TechCrunch was a great blog about innovation and entrepreneurship. As it grew, it published more articles than I cared to read. Like many savvy blog readers, I used a feed reader to present the latest articles to me, but TechCrunch was simply too profuse.
I created a service that'd visit TechCrunch's feed, and make note of who made which articles, what the articles were about, how many comments each article had, and how many Diggs2, Facebook likes and Facebook shares each article had.
With that data, the service would determine the median, mean, standard deviation, and create a minimum threshold for whether the article merited being seen by me. The raw data is stored in a live yaml file. There were some special rules, like, "If the article is by Michael Arrington, or has "google" in the tags field, automatically show it to me." Otherwise, other readers had to essentially vote the article high enough for it to pass the filter.
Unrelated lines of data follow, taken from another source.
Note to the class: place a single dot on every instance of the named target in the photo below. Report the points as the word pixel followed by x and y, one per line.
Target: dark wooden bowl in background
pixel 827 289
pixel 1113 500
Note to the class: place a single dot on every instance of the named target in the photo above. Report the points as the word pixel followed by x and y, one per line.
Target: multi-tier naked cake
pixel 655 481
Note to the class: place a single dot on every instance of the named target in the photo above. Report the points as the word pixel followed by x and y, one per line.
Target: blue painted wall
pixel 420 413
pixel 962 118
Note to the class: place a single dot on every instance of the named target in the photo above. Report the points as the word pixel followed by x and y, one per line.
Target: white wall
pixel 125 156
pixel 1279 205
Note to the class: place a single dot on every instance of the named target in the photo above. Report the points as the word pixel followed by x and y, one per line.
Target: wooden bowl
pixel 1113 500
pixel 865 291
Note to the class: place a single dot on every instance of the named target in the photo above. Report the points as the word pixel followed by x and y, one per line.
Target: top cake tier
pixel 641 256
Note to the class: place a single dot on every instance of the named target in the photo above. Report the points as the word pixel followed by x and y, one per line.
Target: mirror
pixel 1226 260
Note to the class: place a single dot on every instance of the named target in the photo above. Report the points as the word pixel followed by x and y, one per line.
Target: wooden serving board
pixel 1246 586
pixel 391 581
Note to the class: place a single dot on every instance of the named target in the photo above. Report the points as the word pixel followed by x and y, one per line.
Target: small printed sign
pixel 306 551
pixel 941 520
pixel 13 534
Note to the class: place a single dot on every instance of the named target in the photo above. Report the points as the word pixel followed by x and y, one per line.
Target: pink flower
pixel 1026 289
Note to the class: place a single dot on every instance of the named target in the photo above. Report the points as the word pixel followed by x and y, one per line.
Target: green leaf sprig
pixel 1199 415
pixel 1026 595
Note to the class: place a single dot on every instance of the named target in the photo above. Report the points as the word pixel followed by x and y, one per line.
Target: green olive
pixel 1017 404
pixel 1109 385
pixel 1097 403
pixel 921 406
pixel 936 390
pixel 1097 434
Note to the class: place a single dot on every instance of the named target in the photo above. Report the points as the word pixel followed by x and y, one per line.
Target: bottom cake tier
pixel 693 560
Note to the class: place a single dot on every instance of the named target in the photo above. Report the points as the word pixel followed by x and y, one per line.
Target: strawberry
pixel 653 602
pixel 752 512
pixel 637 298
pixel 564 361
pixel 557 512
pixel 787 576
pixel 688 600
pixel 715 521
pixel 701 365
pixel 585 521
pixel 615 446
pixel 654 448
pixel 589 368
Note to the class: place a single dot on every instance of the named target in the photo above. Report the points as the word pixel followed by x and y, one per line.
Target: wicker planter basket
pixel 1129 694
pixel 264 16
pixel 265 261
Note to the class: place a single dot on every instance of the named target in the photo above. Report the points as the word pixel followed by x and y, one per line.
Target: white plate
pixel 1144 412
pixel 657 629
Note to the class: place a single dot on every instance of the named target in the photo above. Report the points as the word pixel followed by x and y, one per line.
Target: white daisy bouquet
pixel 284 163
In the picture above, you can see that two posts out of seven met the criteria to be in the filtered feed. They're the ones with the gold stars. The threshold was calculated to be 116 shares, and you can see in the graph when each article had more than the threshold. (There's a red circle at the point the green shares line rose above the blue area that designates the criteria level.)
Once the service knew which posts were worthy of my attention, it listed them in its own filtered feed.
Changes over Time
In the beginning, TechCrunch used WordPress's commenting system. As such, its feed included the slash:comments tag. At the time, that was the best metric of how popular a TechCrunch post was, better than Facebook shares. But TechCrunch started experimenting with different commenting systems like Disqus and Facebook comments to combat comment spam. Neither of those systems used a standard mechanism to get comment counts, so every time it changed commenting systems, I had to change my service.
Digg, whose Diggs were once a great metric of the worthiness of a TechCrunch blog post, faded away. So I had to stop using Diggs.
So that left Facebook's metrics. They weren't ideal for assessing TechCrunch articles, but they were all that was left. Using Facebook likes and shared worked for a while. And then Facebook changed their APIs! They once had an API, FQL, that let you easily determine how many likes and shares an article had. The killed that API, leaving me with a slightly more complicated way to query the metrics I need for the service to do its work.
Not The End
I've had to continuously groom and maintain the feed filter over these past six years as websites rise, fade, and change their engines. And I'll have to keep doing so, for as long as I want my Feed Filter to work. But I don't mind. It's a labor of love, and it saves me time in the long run.
2 Remember Digg? No? Young'un. I still use their Digg Reader.